Historically inaccurate steps are found throughout. His basic pavane steps are already a free interpretation, as are the steps of the minuet and other dances. Inaccuracies abound elsewhere. No student's musical education, for example, will be helped by Berkut's describing the accent as "being on the first upbeat" when clearly he is referring to the downbeat (the "first beat in the bar").

His treatment of the sarabande is typical. After showing an Egyptian wall painting of two female dancers clad only in headdresses, jewelry, and belts, Berkut surmises that the name of the dance derives from the "belt of Sarah" - that is saraband!

Understanding of the dance is further clouded by including a photo of Martha Graham performing her Saraband. Berkut also refers to Jose Limon's dancing a saraband, quite unaware, it would seem, that these artists were not concerned with any authentic historical form but were seeking to express the quality of a slow saraband in their own modern dance styles.

It is also confusing to have a group of students dance a mazurka just before a demonstration of basic galliard steps. An even more startling and misleading example is having a ballet dancer perform a pas de deux on pointe before basic minuet steps are presented. Steps are also performed to music from a much later period (e.g., Beethoven's Minuet in G). A page from Kellom Tomlinson's book used as an illustration bears no relationship to the steps that follow. The list is distressingly long.

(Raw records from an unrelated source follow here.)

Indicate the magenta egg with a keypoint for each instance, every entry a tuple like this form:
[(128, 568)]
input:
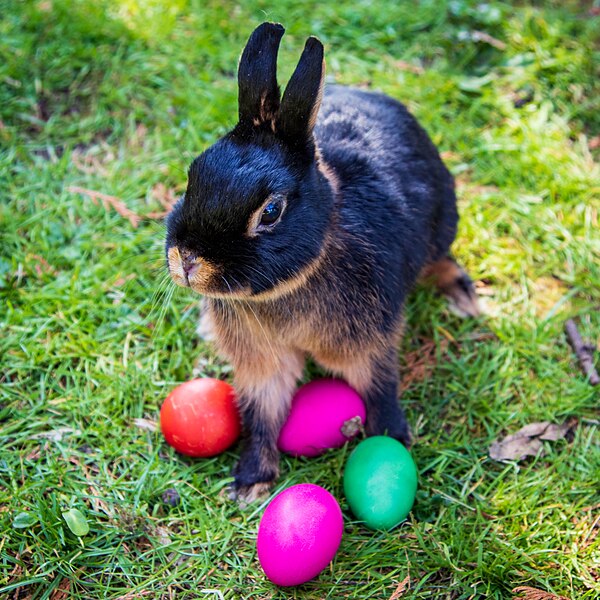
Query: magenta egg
[(319, 411), (299, 534)]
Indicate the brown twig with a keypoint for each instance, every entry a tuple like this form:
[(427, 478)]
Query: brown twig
[(583, 351), (117, 204)]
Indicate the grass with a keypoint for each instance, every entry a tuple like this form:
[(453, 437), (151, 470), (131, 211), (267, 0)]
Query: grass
[(118, 97)]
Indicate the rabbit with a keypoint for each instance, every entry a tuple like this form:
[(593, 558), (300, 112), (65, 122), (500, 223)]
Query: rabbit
[(304, 228)]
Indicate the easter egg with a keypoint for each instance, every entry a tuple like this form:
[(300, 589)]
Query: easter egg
[(318, 413), (299, 534), (200, 417), (380, 482)]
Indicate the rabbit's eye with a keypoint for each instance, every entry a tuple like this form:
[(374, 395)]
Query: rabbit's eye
[(271, 212)]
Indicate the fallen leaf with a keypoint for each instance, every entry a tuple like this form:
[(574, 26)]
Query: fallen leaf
[(56, 435), (535, 594), (145, 424), (528, 440), (403, 586), (62, 591), (76, 522)]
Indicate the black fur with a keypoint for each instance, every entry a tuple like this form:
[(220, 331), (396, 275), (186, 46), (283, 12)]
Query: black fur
[(392, 211)]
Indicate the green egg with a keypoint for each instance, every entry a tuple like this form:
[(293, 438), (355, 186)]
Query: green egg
[(380, 482)]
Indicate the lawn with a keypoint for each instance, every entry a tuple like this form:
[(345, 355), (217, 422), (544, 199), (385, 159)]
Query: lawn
[(116, 98)]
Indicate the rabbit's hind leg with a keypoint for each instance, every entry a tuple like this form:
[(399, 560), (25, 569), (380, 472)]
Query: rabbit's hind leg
[(454, 283)]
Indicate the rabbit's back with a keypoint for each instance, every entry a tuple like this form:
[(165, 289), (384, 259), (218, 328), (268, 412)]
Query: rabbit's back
[(392, 178)]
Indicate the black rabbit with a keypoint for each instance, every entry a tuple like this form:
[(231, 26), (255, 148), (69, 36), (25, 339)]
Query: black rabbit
[(305, 227)]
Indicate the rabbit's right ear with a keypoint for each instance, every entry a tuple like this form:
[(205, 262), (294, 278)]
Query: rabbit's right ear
[(257, 77), (302, 97)]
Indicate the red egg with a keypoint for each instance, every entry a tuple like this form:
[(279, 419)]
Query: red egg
[(200, 417)]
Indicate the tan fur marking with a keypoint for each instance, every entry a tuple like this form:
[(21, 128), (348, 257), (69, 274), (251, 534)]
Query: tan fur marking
[(445, 274), (176, 266), (441, 273), (312, 119)]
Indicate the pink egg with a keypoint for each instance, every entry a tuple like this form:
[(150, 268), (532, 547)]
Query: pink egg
[(299, 534), (319, 411)]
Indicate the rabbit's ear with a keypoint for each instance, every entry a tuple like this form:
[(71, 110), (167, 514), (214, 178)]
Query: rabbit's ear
[(302, 96), (257, 76)]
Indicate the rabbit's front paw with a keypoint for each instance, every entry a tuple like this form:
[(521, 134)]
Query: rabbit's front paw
[(254, 474), (247, 494)]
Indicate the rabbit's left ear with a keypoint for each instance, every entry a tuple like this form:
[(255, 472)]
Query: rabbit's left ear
[(257, 76), (302, 97)]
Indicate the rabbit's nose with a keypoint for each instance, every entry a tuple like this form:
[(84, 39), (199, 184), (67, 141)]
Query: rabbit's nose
[(189, 264)]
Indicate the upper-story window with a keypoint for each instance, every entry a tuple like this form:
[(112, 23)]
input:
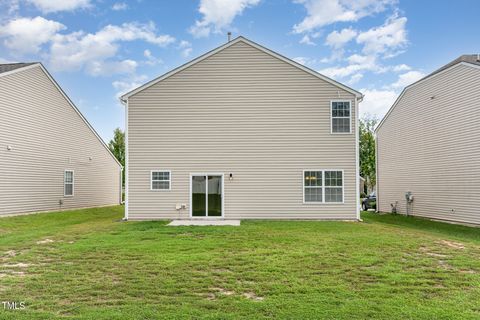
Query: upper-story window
[(341, 117)]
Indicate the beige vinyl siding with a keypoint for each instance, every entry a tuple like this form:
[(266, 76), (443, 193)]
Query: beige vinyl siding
[(244, 112), (47, 137), (431, 147)]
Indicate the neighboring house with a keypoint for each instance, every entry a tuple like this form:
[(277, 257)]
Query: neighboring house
[(428, 144), (242, 133), (50, 158)]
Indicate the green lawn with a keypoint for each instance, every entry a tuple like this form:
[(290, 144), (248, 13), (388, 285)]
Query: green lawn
[(86, 264)]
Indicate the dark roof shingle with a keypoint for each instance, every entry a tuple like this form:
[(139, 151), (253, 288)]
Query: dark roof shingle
[(5, 67)]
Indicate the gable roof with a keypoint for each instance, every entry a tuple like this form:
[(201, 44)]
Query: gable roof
[(471, 60), (25, 66), (6, 67), (125, 97)]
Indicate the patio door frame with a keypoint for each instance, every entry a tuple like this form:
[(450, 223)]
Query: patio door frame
[(206, 191)]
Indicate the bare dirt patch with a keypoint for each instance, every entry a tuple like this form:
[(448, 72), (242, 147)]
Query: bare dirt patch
[(16, 265), (451, 244), (428, 252), (10, 253), (252, 296), (45, 241), (224, 292)]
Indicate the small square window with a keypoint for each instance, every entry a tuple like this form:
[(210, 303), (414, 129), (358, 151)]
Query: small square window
[(323, 186)]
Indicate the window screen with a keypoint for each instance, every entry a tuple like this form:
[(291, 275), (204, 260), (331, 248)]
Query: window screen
[(160, 180), (68, 183), (341, 117)]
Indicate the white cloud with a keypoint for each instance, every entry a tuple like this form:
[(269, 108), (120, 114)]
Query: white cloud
[(324, 12), (104, 68), (124, 86), (401, 67), (26, 35), (377, 102), (218, 15), (338, 39), (306, 40), (119, 6), (79, 50), (186, 48), (386, 38), (186, 52), (355, 78), (407, 78), (356, 63), (48, 6), (301, 60)]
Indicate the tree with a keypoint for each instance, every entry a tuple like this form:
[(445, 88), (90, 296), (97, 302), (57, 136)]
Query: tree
[(367, 150), (117, 146)]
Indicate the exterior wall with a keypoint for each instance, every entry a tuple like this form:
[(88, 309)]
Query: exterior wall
[(431, 148), (48, 136), (244, 112)]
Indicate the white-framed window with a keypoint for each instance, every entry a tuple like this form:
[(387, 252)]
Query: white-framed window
[(313, 186), (341, 116), (68, 183), (323, 186), (160, 179)]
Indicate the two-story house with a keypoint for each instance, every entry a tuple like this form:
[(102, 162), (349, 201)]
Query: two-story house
[(242, 132)]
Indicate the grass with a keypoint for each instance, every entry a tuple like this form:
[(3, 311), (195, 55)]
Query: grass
[(86, 265)]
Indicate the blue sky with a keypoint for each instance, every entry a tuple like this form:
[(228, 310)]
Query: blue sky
[(97, 50)]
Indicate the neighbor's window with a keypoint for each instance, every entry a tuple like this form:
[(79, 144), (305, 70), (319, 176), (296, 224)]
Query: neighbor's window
[(313, 182), (68, 183), (160, 180), (333, 186), (341, 117)]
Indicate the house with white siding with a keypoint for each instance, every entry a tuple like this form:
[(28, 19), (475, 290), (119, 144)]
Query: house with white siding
[(428, 145), (242, 132), (50, 156)]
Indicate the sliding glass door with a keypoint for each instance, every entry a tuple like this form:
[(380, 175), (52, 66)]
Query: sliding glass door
[(207, 195)]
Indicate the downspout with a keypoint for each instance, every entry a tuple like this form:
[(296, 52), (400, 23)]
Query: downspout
[(376, 173), (357, 157), (125, 103)]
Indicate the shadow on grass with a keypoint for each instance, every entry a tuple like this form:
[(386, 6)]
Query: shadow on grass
[(416, 223)]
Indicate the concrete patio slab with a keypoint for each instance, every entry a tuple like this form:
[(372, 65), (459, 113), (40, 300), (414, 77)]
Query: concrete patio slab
[(193, 222)]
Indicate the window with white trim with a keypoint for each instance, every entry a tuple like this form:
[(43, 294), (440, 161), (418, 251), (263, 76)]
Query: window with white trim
[(68, 183), (313, 182), (160, 180), (333, 186), (323, 186), (341, 117)]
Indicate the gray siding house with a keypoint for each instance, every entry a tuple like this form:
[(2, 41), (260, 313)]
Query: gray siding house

Elegant, authentic choreography exists. There is no need for contemporary recreation in material intended for education. Throughout his Course, however, Berkut avoids using authentic dances in favor of his own work. The emphasis appears to be on self-promotion, rather than on serving the dance world through presenting well-researched, correctly performed material. One cannot help wondering whether Berkut understands what it means to research original sources. He appears to be a product of what passes for historical dance instruction in Russian ballet schools; there authentic steps were considered too technically demanding for children, and simplified versions, often based on classical choreography, were introduced instead.

No doubt Berkut's students in London and elsewhere derive some benefit from learning how to bow, how to work with a partner in stately or lively sequences, and how to master the many balletic steps, such as pas de bourrees or pas ballonnes. These students should be told, however, that not all dances end the phrase with pointe tendue efface, and that there is a great gulf between what Berkut teaches and what specialists in authentic historical dance have learned through years of devoted, detailed scrutiny of original sources. The overall impression given by these cassettes is that of a balletic point of view influenced by national dance steps.